Bot Detection

Phirewall provides three specialized matchers for bot and scanner detection: Known Scanner Blocking, Suspicious Headers Detection, and Trusted Bot Verification. Each is available as a one-liner convenience method on the blocklist or safelist section.

Known Scanner Blocking

The knownScanners() method blocks requests whose User-Agent matches known attack tools and vulnerability scanners.
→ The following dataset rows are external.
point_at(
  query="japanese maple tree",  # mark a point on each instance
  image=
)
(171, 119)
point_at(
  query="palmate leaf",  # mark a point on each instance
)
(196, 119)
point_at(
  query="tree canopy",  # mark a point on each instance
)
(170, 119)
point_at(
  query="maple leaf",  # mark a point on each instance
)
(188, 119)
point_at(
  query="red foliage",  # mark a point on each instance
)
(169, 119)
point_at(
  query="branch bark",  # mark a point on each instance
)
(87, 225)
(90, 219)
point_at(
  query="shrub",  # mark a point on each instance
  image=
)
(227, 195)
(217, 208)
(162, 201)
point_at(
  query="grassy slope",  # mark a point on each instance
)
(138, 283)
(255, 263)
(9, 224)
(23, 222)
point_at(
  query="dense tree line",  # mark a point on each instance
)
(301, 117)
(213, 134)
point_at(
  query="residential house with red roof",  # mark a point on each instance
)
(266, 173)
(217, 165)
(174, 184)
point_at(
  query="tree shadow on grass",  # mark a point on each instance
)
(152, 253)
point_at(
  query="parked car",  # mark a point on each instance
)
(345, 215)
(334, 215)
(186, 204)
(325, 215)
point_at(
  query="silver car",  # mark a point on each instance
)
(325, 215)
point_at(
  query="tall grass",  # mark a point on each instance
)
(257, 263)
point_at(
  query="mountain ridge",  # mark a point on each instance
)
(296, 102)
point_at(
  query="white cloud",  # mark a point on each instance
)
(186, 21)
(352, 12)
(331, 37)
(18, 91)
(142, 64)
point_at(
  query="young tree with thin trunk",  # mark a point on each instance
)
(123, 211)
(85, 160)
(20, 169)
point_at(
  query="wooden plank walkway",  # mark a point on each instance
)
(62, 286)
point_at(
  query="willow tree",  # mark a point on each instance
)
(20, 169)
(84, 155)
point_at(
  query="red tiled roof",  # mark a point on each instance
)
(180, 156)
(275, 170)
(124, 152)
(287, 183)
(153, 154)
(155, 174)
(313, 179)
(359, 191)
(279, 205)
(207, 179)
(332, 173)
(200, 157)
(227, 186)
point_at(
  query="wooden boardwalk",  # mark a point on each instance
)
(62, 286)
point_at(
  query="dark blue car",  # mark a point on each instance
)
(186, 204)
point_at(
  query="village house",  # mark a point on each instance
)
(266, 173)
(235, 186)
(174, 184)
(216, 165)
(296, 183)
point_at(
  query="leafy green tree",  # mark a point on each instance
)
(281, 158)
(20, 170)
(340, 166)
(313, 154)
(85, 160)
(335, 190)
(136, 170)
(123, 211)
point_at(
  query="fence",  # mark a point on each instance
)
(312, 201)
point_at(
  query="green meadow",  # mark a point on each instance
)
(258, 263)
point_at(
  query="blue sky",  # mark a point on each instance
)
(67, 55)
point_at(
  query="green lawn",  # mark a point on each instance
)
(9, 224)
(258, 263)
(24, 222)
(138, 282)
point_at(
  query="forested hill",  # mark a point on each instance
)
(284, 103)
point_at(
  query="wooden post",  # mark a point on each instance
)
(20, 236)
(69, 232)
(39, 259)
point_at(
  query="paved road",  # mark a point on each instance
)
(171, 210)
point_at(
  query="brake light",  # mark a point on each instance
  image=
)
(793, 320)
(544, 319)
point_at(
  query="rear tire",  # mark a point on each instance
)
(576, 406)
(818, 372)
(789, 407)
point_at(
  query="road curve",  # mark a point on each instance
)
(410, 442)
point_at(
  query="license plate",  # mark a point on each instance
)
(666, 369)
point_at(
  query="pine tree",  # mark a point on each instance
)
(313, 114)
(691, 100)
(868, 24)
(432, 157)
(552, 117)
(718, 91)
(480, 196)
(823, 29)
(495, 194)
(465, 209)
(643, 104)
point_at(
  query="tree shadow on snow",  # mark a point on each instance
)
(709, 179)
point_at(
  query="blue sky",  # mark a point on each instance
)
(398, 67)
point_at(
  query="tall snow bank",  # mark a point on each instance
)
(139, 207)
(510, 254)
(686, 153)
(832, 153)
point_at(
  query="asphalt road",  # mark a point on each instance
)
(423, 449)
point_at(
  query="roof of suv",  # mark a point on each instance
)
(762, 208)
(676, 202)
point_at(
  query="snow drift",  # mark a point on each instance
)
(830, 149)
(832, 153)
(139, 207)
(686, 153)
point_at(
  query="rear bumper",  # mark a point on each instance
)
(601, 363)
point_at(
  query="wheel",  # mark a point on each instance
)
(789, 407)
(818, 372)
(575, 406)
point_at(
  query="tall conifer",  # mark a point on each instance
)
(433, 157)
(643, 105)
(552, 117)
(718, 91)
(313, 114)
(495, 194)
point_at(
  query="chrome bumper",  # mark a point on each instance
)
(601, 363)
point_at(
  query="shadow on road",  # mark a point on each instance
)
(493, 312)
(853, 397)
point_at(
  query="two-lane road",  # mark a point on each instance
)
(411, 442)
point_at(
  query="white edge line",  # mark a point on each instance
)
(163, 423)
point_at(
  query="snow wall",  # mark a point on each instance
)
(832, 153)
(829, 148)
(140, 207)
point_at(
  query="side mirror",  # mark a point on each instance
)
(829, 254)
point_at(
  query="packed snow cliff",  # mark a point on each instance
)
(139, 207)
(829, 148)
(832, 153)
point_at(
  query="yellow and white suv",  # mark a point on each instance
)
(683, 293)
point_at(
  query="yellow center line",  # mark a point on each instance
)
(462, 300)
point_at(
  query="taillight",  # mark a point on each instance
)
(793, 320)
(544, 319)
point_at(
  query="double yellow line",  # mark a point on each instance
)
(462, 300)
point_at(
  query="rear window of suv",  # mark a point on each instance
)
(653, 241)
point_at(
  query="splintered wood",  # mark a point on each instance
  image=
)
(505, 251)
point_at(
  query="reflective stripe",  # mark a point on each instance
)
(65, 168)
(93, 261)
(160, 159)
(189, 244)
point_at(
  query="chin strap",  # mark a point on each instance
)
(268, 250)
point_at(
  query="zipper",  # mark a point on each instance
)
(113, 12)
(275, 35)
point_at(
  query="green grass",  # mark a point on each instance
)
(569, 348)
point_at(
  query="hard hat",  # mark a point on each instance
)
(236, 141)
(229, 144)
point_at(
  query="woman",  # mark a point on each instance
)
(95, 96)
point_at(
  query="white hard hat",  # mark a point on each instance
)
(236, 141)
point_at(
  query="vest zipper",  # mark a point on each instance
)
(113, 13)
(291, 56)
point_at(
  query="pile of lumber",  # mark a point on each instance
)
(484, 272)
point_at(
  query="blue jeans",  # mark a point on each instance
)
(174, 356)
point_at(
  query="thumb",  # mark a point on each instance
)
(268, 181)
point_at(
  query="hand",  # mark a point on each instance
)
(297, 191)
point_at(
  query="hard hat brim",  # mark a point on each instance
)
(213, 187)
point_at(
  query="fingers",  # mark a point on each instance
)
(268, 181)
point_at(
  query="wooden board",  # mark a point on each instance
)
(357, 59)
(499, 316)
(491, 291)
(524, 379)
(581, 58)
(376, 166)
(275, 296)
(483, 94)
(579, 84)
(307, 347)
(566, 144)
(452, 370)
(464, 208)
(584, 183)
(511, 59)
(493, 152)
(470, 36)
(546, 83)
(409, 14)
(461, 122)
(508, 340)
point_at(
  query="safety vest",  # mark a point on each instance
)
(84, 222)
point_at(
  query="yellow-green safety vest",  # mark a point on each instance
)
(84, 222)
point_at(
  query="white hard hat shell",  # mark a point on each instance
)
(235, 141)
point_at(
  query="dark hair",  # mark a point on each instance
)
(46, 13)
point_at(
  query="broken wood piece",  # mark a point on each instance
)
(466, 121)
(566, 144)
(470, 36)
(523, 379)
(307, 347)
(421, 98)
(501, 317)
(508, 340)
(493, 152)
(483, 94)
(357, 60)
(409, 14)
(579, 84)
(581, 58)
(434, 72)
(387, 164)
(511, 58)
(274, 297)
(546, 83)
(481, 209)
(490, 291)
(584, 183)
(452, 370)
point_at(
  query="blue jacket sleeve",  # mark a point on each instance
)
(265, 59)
It ships with a curated default list covering 25+ well-known tools.

Quick Setup

php

// Block all known scanners with default patterns
$config->blocklists->knownScanners();

That single line blocks User-Agents containing patterns like sqlmap, nikto, nuclei, burpsuite, metasploit, and more.

Configuration

php

$config->blocklists->knownScanners(
    string $name = 'known-scanners',
    ?array $patterns = null
): BlocklistSection

Parameter	Type	Description
`$name`	`string`	Unique rule identifier (default: `'known-scanners'`)
`$patterns`	`list<string>\|null`	UA substrings to block (case-insensitive). `null` uses defaults.

Default Patterns

The built-in KnownScannerMatcher::DEFAULT_PATTERNS list includes:

Category	Tools
SQL Injection	`sqlmap`, `havij`
Web Scanners	`nikto`, `acunetix`, `nessus`, `openvas`, `w3af`, `skipfish`, `whatweb`, `nuclei`
Directory Bruteforcers	`dirbuster`, `gobuster`, `ffuf`, `feroxbuster`, `wfuzz`
Network Scanners	`nmap`, `masscan`
Credential Attackers	`hydra`, `medusa`
CMS Scanners	`wpscan`, `joomscan`
Exploit Frameworks	`metasploit`, `msfconsole`, `burpsuite`, `burp suite`
General	`zmeu`

Extending the Default List

Add your own patterns on top of the defaults by merging with DEFAULT_PATTERNS:

php

use Flowd\Phirewall\Matchers\KnownScannerMatcher;

$config->blocklists->knownScanners('scanners', [
    ...KnownScannerMatcher::DEFAULT_PATTERNS,
    'my-internal-scanner',
    'custom-tool',
]);

Using Only Custom Patterns

Replace the defaults entirely with your own list:

php

$config->blocklists->knownScanners('custom-scanners', [
    'my-tool',
    'other-tool',
]);

WARNING

When you pass a custom list, the defaults are replaced, not merged. If you want to keep the defaults, explicitly spread KnownScannerMatcher::DEFAULT_PATTERNS into your array.

What It Catches

Known scanners are blocked immediately at the blocklist layer with a 403 Forbidden response. The matching is case-insensitive substring matching against the User-Agent header.

text

sqlmap/1.7.8#stable       --> BLOCKED (matches 'sqlmap')
Mozilla/5.0 Nikto/2.1.6   --> BLOCKED (matches 'nikto')
nuclei/3.0.0 (scan)       --> BLOCKED (matches 'nuclei')
Mozilla/5.0 Chrome/120.0  --> allowed (no match)
curl/7.85.0               --> allowed (no match)

TIP

curl is intentionally not in the default list. While it is commonly used for scripting, it is also a legitimate tool used by developers, monitoring systems, and API clients. If you want to block it, add it to a custom pattern list.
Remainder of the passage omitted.